ANDROMAQUE. – Oui, Hector s’accroche à l’idée de votre départ. Il est comme tous les hommes. Il suffit d’un lièvre pour le détourner du fourré où est la panthère. Le gibier des hommes peut se chasser ainsi. Pas celui des dieux.

HÉLÈNE. – Si vous avez découvert ce qu’ils veulent, les dieux, dans toute cette histoire, je vous félicite.

ANDROMAQUE. – Je ne sais pas si les dieux veulent quelque chose. Mais l’univers veut quelque chose. Depuis ce matin, tout me semble le réclamer, le crier, l’exiger, les hommes, les bêtes, les plantes… Jusqu’à cet enfant en moi…

HÉLÈNE. – Ils réclament quoi?

ANDROMAQUE. – Que vous aimiez Pâris.

HÉLÈNE. – S’ils savent que je n’aime point Pâris, ils sont mieux renseignés que moi.

ANDROMAQUE. – Vous ne l’aimez pas! Peut-être pourriez-vous l’aimer. Mais pour le moment, c’est dans un malentendu que vous vivez tous deux.

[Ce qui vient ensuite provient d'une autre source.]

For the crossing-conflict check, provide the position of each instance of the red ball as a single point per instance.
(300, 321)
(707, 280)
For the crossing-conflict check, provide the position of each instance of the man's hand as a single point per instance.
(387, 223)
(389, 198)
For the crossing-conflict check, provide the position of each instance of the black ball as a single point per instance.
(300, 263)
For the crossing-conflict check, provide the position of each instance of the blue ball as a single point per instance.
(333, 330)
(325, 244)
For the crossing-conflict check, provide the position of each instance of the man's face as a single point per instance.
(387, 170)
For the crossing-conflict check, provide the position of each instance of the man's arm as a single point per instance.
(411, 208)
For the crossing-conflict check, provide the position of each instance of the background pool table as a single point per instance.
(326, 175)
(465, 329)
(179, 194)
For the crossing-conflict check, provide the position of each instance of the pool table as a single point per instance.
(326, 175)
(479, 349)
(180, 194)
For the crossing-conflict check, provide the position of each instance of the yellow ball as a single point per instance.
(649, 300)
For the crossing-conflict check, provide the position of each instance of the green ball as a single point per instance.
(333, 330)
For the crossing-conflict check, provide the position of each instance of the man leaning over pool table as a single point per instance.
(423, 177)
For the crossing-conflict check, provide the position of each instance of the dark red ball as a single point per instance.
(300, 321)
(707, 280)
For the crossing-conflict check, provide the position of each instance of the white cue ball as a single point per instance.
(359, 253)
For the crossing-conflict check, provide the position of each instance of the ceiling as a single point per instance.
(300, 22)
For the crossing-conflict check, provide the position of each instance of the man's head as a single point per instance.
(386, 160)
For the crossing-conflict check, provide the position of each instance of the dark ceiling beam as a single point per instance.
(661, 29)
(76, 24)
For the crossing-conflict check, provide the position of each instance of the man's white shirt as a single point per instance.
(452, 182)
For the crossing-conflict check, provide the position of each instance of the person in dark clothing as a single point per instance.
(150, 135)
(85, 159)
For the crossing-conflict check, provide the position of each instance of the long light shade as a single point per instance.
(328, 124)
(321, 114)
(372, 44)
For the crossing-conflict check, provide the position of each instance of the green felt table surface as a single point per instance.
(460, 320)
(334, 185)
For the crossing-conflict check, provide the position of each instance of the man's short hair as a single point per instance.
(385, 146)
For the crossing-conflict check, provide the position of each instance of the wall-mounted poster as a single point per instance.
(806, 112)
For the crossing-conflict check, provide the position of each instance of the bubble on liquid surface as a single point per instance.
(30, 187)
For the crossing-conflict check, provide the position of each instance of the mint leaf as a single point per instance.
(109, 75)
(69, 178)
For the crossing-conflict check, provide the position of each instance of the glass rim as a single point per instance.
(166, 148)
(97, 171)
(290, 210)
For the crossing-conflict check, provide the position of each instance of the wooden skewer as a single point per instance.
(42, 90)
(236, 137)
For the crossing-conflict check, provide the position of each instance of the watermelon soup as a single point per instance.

HÉLÈNE. – Je vis avec lui dans la bonne humeur, dans l’agrément, dans l’accord. Le malentendu de l’entente, je ne vois pas très bien ce que cela peut être.

ANDROMAQUE. – Vous ne l’aimez pas. On ne s’entend pas, dans l’amour. La vie de deux époux qui s’aiment, c’est une perte de sang-froid perpétuel. La dot des vrais couples est la même que celle des couples faux: le désaccord originel. Hector est le contraire de moi. Il n’a aucun de mes goûts. Nous passons notre journée ou à nous vaincre l’un l’autre ou à nous sacrifier. Les époux amoureux n’ont pas le visage clair.

HÉLÈNE. – Et si mon teint était de plomb, quand j’approche Pâris, et mes yeux blancs, et mes mains moites, vous pensez que Ménélas en serait transporté, les Grecs épanouis?

ANDROMAQUE. – Peu importerait alors ce que pensent les Grecs!